I'm not an expert in statistics, but as far as I know the variance is the sum of squared errors from the sample mean divided by $(n-1)$. I couldn't find any explanation for this online. Can anyone explain this formula?
 A: I think it has been pretty much covered by whuber, but I just wish to expand on the use of $n-1$; where it comes from and whether it applies here.
In an ordinary sample variance, many people use an $n-1$ denominator to make the  usual sum-of-squares-based variance estimate unbiased (not everyone prefers unbiasedness to other properties though). This is called Bessel's correction but appears to have been derived by Gauss. A simple derivation is here
Presumably whoever wrote that formula has concluded that the same should be done with the usual variance estimate for a binomial proportion, which is generally estimated as $p(1-p)/n$ (where $p$ is the sample proportion).

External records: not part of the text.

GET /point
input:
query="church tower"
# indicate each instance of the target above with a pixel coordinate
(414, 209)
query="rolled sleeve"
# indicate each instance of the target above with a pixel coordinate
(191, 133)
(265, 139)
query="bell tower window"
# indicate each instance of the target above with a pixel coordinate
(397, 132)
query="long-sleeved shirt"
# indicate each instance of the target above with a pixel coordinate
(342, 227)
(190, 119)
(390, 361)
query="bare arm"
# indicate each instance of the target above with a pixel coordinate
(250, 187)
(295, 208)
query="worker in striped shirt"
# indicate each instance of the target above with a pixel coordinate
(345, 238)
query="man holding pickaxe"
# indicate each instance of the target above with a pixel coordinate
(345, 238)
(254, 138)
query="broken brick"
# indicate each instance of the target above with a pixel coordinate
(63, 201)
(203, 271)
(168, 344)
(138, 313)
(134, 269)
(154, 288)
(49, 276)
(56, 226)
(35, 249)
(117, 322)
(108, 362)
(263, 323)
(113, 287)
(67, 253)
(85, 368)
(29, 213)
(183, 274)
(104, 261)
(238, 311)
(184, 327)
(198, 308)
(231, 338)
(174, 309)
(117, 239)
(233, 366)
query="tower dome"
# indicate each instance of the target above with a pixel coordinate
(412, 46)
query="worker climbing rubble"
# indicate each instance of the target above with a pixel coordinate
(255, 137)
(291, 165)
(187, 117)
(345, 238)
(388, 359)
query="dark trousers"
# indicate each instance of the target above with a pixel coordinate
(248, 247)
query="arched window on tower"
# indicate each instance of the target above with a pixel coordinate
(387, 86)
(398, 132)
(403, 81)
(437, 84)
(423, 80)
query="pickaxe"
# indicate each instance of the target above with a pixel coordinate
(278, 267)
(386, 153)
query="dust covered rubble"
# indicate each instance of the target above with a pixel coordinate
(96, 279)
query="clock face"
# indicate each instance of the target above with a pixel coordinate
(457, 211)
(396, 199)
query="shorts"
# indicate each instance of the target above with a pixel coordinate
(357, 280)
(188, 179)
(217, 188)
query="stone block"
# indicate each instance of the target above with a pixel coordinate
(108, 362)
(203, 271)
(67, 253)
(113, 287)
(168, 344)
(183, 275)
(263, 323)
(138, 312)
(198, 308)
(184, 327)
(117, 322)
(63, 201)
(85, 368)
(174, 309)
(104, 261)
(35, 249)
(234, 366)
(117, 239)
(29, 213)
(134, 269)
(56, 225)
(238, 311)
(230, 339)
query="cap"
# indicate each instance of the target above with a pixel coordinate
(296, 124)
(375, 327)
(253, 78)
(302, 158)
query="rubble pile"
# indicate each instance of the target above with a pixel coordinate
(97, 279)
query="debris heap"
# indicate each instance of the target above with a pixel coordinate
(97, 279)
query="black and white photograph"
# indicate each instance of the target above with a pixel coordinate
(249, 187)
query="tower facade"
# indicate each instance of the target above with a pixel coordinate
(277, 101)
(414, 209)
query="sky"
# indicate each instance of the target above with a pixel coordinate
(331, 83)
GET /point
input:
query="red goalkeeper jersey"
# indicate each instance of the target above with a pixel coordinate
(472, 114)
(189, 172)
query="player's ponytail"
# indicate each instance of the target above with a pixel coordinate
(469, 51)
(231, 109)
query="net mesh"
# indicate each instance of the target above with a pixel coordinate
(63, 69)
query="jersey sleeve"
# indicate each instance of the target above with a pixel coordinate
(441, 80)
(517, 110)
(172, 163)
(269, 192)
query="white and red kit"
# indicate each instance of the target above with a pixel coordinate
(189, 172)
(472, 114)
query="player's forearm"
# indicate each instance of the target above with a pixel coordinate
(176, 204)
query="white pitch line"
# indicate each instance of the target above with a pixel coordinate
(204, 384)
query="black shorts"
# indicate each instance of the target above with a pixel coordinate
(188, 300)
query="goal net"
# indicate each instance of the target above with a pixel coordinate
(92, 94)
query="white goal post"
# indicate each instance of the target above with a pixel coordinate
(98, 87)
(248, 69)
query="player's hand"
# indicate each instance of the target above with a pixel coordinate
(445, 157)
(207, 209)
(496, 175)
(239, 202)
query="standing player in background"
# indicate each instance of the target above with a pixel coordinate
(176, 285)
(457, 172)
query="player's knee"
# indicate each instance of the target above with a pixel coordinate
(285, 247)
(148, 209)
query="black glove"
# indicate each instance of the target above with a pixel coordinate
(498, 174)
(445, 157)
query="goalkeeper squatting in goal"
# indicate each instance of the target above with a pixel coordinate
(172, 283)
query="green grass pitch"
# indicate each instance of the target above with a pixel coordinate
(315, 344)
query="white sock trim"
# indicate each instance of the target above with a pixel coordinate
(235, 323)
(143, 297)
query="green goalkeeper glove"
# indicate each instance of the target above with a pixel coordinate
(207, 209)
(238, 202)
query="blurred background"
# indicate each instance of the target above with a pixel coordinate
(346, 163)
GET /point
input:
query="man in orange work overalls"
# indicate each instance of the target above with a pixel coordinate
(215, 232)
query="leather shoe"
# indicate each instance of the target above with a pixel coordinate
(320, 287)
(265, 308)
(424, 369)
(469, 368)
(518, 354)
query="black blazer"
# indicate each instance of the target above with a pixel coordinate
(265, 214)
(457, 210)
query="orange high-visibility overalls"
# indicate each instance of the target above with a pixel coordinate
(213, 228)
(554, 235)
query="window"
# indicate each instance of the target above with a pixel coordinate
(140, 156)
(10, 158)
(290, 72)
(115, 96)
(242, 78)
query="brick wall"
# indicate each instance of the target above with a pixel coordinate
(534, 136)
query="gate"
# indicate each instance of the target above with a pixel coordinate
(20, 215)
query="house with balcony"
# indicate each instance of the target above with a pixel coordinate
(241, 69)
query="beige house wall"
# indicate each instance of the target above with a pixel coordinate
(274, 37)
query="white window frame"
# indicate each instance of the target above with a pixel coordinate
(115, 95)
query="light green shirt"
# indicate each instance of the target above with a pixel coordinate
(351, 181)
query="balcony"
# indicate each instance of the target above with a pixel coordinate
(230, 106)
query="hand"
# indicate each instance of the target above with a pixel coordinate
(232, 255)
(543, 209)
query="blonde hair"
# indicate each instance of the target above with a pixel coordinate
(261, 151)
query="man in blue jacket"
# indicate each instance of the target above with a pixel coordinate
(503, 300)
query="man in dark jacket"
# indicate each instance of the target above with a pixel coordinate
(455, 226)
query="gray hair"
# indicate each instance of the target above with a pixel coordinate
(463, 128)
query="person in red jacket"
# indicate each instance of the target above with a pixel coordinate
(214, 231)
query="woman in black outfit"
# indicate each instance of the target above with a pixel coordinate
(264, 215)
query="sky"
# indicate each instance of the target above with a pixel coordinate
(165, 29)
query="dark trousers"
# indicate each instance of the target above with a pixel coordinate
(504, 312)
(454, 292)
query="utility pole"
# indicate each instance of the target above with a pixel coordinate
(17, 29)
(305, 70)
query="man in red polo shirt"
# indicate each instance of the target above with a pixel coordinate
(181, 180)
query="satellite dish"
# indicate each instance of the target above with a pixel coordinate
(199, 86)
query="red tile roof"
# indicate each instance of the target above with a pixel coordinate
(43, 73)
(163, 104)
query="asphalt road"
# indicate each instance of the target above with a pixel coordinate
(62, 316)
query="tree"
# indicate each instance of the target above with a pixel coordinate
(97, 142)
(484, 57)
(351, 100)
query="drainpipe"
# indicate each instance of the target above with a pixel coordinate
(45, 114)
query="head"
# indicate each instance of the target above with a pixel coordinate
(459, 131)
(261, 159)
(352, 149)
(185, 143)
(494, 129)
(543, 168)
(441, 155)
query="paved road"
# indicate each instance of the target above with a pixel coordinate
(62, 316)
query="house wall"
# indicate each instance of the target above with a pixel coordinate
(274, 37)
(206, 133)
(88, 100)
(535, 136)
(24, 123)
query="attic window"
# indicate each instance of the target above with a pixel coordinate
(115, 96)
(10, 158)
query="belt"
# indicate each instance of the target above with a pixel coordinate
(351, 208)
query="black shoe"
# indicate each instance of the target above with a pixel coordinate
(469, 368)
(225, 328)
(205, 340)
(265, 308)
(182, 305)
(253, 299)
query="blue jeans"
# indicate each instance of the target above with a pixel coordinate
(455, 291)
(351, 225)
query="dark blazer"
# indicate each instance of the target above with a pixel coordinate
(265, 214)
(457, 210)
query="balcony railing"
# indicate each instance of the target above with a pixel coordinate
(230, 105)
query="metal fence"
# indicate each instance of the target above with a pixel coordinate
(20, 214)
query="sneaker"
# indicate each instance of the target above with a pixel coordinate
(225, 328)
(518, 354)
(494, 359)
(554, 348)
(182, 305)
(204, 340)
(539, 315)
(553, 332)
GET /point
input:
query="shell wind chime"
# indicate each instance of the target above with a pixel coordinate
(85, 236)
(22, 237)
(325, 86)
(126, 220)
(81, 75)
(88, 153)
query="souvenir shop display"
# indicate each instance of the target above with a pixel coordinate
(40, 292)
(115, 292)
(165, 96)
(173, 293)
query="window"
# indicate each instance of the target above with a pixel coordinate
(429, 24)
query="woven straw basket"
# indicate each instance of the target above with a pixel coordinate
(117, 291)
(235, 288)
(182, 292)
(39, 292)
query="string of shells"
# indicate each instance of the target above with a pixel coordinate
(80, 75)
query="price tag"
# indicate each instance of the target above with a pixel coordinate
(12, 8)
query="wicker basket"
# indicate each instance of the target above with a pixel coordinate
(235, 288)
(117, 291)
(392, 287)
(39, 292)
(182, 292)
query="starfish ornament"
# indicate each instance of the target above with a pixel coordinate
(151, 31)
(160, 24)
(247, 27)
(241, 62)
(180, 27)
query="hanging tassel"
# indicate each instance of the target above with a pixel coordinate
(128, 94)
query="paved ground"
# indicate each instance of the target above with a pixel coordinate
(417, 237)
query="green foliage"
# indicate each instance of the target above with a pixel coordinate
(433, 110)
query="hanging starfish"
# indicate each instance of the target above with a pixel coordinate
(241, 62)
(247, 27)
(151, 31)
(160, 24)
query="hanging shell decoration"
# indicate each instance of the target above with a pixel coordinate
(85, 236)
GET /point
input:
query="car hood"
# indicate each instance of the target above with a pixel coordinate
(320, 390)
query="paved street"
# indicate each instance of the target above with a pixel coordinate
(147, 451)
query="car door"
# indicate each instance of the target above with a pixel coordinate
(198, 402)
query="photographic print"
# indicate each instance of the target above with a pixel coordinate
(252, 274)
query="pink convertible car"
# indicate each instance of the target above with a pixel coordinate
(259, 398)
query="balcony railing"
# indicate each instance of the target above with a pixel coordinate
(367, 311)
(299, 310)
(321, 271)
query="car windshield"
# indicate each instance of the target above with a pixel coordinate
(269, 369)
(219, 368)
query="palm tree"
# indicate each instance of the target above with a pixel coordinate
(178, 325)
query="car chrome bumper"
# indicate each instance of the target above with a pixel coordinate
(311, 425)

Can we see whether the expectation of the usual estimator of variance is the population value?
Take $\pi$ to be the corresponding population proportion. That is, does $\text{E}[p(1-p)/n]=\pi(1-\pi)/n$?
Equivalently, does $\text{E}[p(1-p)]=\pi(1-\pi)$?
Note that if $X$ is the observed count, $p = X/n$, where under the usual sampling assumptions, $X\sim \text{binomial}(n,\pi)$.
\begin{eqnarray}
\text{E}[p(1-p)] &=& 1/n^2 {E}(X(n-X))\\
&=& 1/n^2 (nEX - EX^2) \\
&=& 1/n^2 (n^2\pi - n\pi(1-\pi) - n^2\pi^2 )\\
&=& 1/n^2 (n^2\pi - n\pi +n\pi^2 - n^2\pi^2 )\\
&=& 1/n^2 \cdot n\pi(n - 1 +\pi - n\pi )\\
&=& 1/n^2 \cdot n\pi(n - 1)(1-\pi)\\
&=& \frac{n-1}{n} \pi (1-\pi)
\end{eqnarray}
Hence $\text{E}[p(1-p)/(n-1)]=\pi (1-\pi)/n$
It looks like (assuming I made no errors) it is the case here too - that the usual estimator of the variance of the proportion is biased, and may be unbiased by multiplying the typical estimator by $\frac{n}{n-1}$.
(Edit: In retrospect this is obvious; one simply need apply the ordinary bias calculation for a sample variance to a sample of 0's and 1's)
Which means it appears that the formula you have has been chosen to give an unbiased estimate.
(I wonder why people seem happy to use a biased variance estimate for binomials when there's such an insistence on using an unbiased one in other situations. I have no good answer for that; I'll continue using biased estimators whenever it makes sense to me, which seems to be rather more often than most people do.)
A: Regarding the subquestion on why divide by (n-1) instead of n?
I've lost my reference, but the legend that comes down to me tells that the inventor of the (n-1) divisor thought it absurd to calculate the variance for a population having a single member. Dividing by (n-1) where n=1 produces an imponderable undefined condition, preventing the absurdity. 
Clearly, it hardly matters at all in practice. The irreverent might argue that it's more trouble than it's worth.
(Now, who was it that invented the (n-1) divisor? Or should I say "whom"?)